Sacramento is one of the few stops on the tour to host a three-day event, a show of confidence that appears to be paying off.
“Sacramento has always been a great tour stop for us,” Casey Lane, PBR’s senior vice-president of partnership and marketing, says during the first night of the Golden 1 Center run. “It’s the right kind of market for PBR, a mix of urban-suburban, but close-enough-to drive-country. It’s a super educated and passionate audience for us. That was true at Arco Arena and is true in the new building.”
Those demographics fit well into the long-term plans of the Golden 1 Center, says Vivek Ranadivé, owner and chairman of the Sacramento Kings.
“Events like PBR, Monster Jam and family shows, combined with Kings basketball and world-class concerts, reflect the taste of our community — reaching across all genres — and igniting a new sense of culture and entertainment for the region and beyond,” Ranadivé said in a recent statement after the local arena was named by industry magazine Pollstar as the 15th busiest venue in the nation.

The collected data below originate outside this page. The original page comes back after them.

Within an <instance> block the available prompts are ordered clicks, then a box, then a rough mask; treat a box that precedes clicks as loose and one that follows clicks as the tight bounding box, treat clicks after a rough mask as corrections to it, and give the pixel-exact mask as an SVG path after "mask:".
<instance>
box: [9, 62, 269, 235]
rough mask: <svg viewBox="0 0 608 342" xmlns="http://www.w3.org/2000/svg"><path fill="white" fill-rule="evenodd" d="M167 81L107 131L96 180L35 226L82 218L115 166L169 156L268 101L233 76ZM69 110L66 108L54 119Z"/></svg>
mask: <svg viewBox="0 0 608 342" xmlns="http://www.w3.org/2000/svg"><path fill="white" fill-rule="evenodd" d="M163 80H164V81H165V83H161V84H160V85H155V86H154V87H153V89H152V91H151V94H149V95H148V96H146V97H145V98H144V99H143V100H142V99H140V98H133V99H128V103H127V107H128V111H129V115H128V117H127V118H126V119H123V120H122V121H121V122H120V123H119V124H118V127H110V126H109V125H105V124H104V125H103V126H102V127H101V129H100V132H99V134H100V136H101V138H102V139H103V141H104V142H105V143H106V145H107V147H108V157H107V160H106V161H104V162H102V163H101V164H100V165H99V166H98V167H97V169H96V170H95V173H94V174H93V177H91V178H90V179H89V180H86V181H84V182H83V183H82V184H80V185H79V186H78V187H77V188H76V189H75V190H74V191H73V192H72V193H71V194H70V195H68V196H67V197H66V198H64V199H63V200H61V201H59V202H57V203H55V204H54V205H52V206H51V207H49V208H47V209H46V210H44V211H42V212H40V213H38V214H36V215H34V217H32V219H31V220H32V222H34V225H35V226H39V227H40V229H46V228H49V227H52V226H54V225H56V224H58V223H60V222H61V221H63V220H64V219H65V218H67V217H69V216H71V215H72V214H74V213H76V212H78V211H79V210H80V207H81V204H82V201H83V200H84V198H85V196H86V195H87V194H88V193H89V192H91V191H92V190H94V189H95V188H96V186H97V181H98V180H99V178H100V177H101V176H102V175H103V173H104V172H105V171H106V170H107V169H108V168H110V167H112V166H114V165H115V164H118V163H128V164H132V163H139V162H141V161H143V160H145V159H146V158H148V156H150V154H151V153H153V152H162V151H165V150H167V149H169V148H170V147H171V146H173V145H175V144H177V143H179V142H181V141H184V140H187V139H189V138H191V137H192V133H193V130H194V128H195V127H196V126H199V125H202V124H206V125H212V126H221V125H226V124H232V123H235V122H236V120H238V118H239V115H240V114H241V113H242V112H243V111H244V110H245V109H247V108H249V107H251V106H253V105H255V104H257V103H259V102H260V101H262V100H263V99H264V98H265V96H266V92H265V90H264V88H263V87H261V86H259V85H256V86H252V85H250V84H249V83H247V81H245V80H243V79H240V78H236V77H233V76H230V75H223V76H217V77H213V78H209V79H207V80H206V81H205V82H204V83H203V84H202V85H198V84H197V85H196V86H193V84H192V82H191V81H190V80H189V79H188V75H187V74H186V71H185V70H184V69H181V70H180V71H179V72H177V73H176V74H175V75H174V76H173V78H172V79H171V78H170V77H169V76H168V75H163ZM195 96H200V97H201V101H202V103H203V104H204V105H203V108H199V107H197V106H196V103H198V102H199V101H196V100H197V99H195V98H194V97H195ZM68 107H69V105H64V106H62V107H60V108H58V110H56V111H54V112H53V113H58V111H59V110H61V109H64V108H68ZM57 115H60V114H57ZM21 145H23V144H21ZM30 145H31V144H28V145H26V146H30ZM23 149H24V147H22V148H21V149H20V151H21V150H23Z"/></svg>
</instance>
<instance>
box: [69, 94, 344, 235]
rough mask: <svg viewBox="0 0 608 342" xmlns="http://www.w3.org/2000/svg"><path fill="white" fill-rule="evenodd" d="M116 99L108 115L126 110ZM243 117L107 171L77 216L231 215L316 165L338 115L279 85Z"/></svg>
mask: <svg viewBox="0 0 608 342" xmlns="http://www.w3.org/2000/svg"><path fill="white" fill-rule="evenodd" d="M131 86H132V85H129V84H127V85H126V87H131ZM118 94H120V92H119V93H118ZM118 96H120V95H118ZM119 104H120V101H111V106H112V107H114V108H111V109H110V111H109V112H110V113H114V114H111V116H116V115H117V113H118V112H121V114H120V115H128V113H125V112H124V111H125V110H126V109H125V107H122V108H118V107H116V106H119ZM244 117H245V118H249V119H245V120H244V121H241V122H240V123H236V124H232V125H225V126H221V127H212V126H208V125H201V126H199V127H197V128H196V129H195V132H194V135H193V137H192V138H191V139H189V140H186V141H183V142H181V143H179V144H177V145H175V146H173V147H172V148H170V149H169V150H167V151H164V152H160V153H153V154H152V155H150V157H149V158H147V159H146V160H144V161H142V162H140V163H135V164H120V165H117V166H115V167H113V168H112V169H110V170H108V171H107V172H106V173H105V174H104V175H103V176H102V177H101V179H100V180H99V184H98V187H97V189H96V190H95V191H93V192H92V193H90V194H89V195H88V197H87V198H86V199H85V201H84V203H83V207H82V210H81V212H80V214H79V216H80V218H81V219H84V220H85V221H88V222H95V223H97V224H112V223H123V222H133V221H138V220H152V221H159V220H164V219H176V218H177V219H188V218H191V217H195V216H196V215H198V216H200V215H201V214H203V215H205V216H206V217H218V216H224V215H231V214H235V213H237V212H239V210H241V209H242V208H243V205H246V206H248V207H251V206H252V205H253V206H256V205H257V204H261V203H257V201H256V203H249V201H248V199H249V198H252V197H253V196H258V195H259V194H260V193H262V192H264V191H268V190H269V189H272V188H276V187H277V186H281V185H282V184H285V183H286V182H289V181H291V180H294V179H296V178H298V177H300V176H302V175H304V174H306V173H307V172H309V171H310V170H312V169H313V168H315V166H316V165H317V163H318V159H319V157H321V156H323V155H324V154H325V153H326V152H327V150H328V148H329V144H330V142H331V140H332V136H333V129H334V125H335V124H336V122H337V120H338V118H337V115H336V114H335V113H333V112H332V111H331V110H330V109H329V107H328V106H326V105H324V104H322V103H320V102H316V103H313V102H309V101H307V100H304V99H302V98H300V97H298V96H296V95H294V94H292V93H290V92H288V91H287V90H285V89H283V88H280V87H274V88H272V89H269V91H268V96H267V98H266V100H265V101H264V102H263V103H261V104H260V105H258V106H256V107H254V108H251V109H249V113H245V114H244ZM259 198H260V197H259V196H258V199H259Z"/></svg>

Started by 20 pro circuit riders in 1992 who put up $1,000 each, the PBR was purchased by media giant William Morris in 2015 and has a long-term TV contract with CBS and its affiliated sports networks. The tour will stage 17 major events in 15 states during the first half of 2018, with each event featuring the top 35 riders in the world, competing for a portion of $11 million in prize money.